In addition to the obvious…
If you want to know what normalization of misogyny looks like, it's characterizing domestic violence as just a *different kind* of family values pic.twitter.com/lF9sr54i4E
— Jessica Valenti (@JessicaValenti) July 2, 2018
I see that the New York Times opinion page is just printing racist stereotypes now and passing them off as facts. pic.twitter.com/o54lxk5t3N
— Ian Millhiser (@imillhiser) July 2, 2018
…is the fact this is exceptionally incompetent as political analysis. Like all such class-based arguments, it runs aground on the obvious shoals that the typical Trump voter was an affluent or more white person. But the even bigger problem is that there is a very obvious explanation for this non-puzzle: the people he knows in Nebraska didn’t suddenly discover that they thought that serial adultery, sexual assault, and domestic violence are OK; they rationalized their decision to vote Republican because they’re Republicans (or nominal independents who always vote a straight Republican ticket), and the vast majority of vote behavior is explained by partisanship. That’s it. He really doesn’t need to libel his fellow Nebraskans to explain this.

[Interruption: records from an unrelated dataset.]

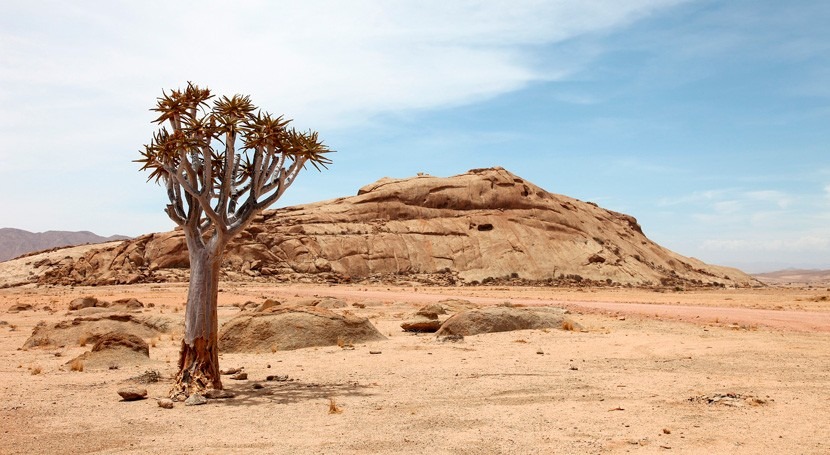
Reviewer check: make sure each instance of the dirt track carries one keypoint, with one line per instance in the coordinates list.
(799, 320)
(638, 379)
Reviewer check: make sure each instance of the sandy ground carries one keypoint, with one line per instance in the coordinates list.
(642, 378)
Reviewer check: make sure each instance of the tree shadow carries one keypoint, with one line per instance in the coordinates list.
(290, 391)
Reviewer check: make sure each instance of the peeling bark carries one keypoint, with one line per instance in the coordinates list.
(199, 355)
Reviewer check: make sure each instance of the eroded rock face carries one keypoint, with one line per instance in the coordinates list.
(486, 224)
(282, 329)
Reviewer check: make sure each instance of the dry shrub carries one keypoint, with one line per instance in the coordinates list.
(76, 365)
(333, 409)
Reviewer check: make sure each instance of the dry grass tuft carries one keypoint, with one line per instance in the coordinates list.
(333, 409)
(76, 365)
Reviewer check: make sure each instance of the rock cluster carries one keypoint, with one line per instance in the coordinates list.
(282, 329)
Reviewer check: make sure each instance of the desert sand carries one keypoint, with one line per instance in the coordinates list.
(708, 371)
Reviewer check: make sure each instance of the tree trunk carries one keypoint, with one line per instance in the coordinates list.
(199, 355)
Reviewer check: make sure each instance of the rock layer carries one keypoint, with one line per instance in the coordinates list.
(481, 226)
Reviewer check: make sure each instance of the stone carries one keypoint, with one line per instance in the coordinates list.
(268, 303)
(195, 399)
(83, 302)
(431, 311)
(132, 393)
(215, 394)
(483, 226)
(504, 319)
(127, 304)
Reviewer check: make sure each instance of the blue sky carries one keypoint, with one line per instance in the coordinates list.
(706, 120)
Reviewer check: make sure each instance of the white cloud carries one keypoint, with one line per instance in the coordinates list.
(77, 78)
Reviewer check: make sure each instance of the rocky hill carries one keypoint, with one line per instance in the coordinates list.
(795, 277)
(17, 242)
(484, 226)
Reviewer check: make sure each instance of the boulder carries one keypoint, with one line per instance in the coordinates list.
(293, 328)
(114, 350)
(483, 226)
(268, 303)
(132, 393)
(86, 302)
(90, 328)
(18, 307)
(504, 319)
(431, 311)
(128, 304)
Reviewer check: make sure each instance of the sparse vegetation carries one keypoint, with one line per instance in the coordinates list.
(333, 408)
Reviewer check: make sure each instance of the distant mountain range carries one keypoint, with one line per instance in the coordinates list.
(17, 242)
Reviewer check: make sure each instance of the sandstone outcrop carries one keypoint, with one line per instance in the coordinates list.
(505, 319)
(91, 329)
(484, 226)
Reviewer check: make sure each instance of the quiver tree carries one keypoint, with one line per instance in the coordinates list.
(222, 162)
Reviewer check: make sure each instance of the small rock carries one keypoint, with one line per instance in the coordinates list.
(431, 311)
(214, 394)
(132, 393)
(16, 308)
(422, 325)
(454, 338)
(195, 400)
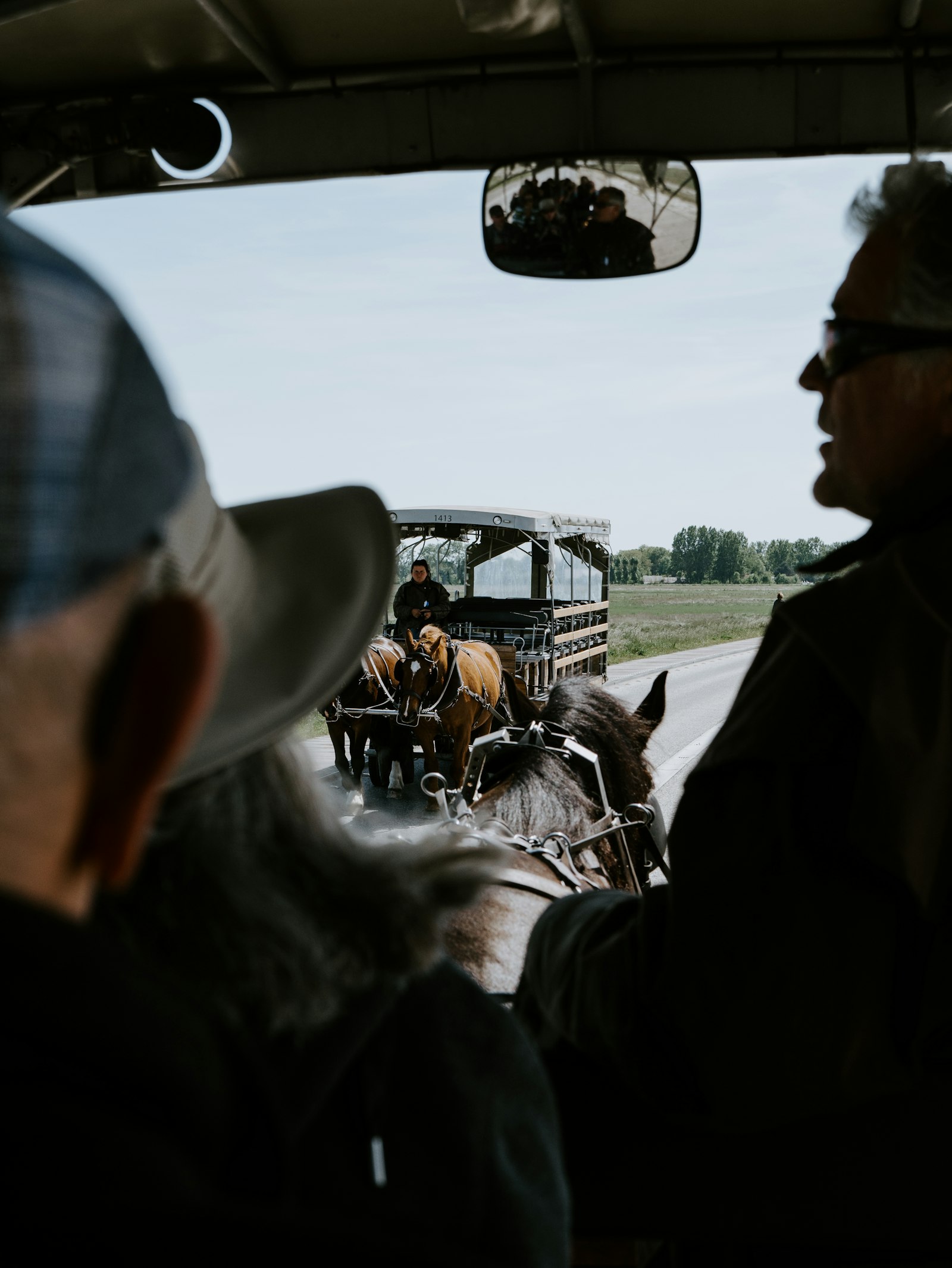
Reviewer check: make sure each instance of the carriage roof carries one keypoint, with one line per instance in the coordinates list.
(358, 86)
(453, 521)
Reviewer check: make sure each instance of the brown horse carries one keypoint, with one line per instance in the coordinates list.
(375, 684)
(458, 685)
(543, 793)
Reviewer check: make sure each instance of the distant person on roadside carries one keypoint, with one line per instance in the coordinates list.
(613, 245)
(118, 1098)
(420, 602)
(789, 998)
(419, 1117)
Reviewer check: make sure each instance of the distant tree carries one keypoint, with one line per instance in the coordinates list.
(732, 548)
(693, 553)
(809, 549)
(781, 558)
(656, 561)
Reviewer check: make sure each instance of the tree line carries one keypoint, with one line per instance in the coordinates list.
(706, 555)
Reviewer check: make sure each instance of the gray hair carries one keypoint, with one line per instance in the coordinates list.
(256, 899)
(915, 199)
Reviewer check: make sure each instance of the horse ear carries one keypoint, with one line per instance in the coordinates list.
(652, 708)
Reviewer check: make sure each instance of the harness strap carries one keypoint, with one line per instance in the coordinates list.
(512, 878)
(377, 672)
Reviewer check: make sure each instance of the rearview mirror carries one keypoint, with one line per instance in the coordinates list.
(591, 217)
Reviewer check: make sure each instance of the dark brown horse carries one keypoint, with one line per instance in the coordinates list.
(541, 793)
(448, 688)
(375, 684)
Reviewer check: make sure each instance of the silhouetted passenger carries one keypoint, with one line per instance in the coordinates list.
(788, 998)
(500, 237)
(118, 1098)
(419, 1116)
(611, 245)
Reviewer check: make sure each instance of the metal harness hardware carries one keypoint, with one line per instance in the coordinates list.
(491, 759)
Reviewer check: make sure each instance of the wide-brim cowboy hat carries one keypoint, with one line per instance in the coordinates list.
(298, 587)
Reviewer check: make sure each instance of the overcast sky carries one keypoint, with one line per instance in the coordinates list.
(352, 331)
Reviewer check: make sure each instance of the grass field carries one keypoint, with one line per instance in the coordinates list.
(649, 621)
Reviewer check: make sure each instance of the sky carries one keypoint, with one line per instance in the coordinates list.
(353, 331)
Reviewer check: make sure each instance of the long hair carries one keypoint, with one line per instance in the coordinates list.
(256, 898)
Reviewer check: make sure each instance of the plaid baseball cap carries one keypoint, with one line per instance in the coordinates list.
(92, 458)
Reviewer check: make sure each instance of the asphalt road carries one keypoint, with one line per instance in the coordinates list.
(702, 686)
(700, 690)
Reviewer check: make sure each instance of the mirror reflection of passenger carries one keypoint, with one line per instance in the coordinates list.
(420, 602)
(581, 202)
(525, 216)
(611, 245)
(501, 239)
(549, 236)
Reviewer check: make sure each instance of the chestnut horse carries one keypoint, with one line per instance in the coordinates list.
(458, 684)
(375, 684)
(543, 793)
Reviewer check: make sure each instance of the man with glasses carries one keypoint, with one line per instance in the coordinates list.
(611, 245)
(788, 1000)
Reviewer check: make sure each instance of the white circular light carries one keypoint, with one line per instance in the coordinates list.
(213, 164)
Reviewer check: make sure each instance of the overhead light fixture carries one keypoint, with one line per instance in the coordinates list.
(205, 140)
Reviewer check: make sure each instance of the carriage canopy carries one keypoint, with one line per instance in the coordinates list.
(534, 584)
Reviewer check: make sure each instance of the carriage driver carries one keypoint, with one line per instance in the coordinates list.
(420, 602)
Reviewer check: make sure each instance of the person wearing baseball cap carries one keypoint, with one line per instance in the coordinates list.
(121, 1102)
(320, 949)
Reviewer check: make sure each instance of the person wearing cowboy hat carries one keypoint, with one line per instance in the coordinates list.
(419, 1115)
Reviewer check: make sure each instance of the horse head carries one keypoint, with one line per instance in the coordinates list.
(421, 672)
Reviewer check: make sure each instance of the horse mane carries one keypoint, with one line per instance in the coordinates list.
(546, 794)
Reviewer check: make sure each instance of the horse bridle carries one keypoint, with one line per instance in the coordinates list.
(417, 653)
(372, 675)
(499, 751)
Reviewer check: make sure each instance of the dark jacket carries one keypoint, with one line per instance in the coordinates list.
(800, 964)
(410, 596)
(613, 249)
(461, 1104)
(121, 1107)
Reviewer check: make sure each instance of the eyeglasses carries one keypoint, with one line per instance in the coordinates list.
(846, 344)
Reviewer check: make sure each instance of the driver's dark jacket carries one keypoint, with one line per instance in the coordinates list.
(412, 595)
(800, 963)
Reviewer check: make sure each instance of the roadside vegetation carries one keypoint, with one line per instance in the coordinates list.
(703, 553)
(651, 621)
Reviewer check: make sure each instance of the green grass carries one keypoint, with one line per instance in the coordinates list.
(311, 725)
(651, 621)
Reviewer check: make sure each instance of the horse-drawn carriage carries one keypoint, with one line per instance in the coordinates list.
(529, 606)
(536, 585)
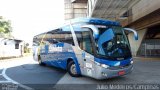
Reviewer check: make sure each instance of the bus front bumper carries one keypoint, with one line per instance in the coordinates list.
(104, 73)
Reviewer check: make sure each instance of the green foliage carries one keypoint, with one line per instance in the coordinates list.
(5, 26)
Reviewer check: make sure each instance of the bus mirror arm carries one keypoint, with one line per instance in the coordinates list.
(134, 31)
(94, 29)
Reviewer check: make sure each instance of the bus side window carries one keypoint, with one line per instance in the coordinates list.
(67, 35)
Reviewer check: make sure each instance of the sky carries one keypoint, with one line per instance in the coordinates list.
(31, 17)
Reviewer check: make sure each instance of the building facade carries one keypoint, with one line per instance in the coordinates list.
(11, 48)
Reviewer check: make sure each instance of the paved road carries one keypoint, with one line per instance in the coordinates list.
(27, 74)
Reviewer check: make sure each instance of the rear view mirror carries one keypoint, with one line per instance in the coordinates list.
(134, 31)
(94, 29)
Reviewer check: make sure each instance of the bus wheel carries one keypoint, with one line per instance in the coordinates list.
(71, 68)
(40, 61)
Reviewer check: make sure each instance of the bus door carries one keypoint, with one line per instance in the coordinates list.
(87, 53)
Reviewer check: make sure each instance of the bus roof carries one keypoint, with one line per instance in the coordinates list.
(97, 21)
(94, 21)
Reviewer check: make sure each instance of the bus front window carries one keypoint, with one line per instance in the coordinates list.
(113, 43)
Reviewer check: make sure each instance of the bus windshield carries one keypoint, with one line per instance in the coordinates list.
(112, 43)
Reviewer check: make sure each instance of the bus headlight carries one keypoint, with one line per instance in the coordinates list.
(104, 66)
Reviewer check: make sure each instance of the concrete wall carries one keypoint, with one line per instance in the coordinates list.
(144, 7)
(136, 44)
(9, 50)
(75, 10)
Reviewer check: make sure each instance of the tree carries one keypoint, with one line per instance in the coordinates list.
(5, 26)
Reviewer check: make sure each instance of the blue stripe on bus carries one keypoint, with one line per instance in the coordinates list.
(112, 62)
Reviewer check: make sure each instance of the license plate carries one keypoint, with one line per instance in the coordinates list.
(121, 72)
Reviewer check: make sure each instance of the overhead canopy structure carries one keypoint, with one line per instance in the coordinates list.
(110, 9)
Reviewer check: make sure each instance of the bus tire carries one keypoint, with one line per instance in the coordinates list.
(71, 68)
(40, 61)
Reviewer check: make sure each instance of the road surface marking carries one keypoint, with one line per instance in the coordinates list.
(14, 82)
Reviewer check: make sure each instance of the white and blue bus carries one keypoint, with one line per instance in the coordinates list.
(86, 46)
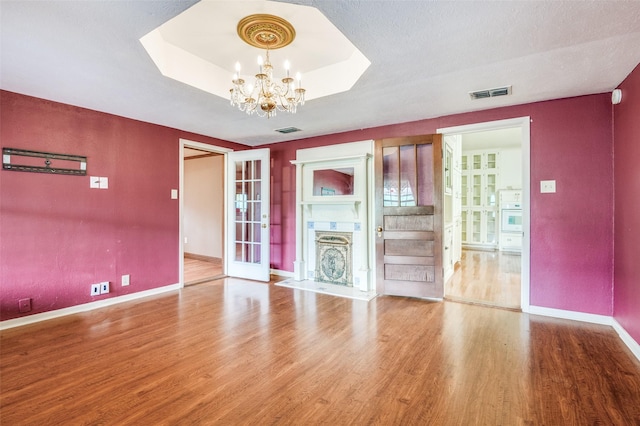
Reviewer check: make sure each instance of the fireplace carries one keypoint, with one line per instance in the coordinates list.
(335, 243)
(334, 260)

I mean, as it happens, a childless couple in what as far as we know was a faithful marriage with no children of their own fairly recently ran against an adulterer with daughter. Gee, I wonder how Nebraska voted:
Wow, Nebraska’s embrace of “purple family values” seems quite recent! Almost is if the real reason Nebraska voted Republican is that it always does!
It would be really useful if NYT opinion would hire someone who knows something about political science, history, something like that there, so they would stop feeding this abject and insulting nonsense to their readers.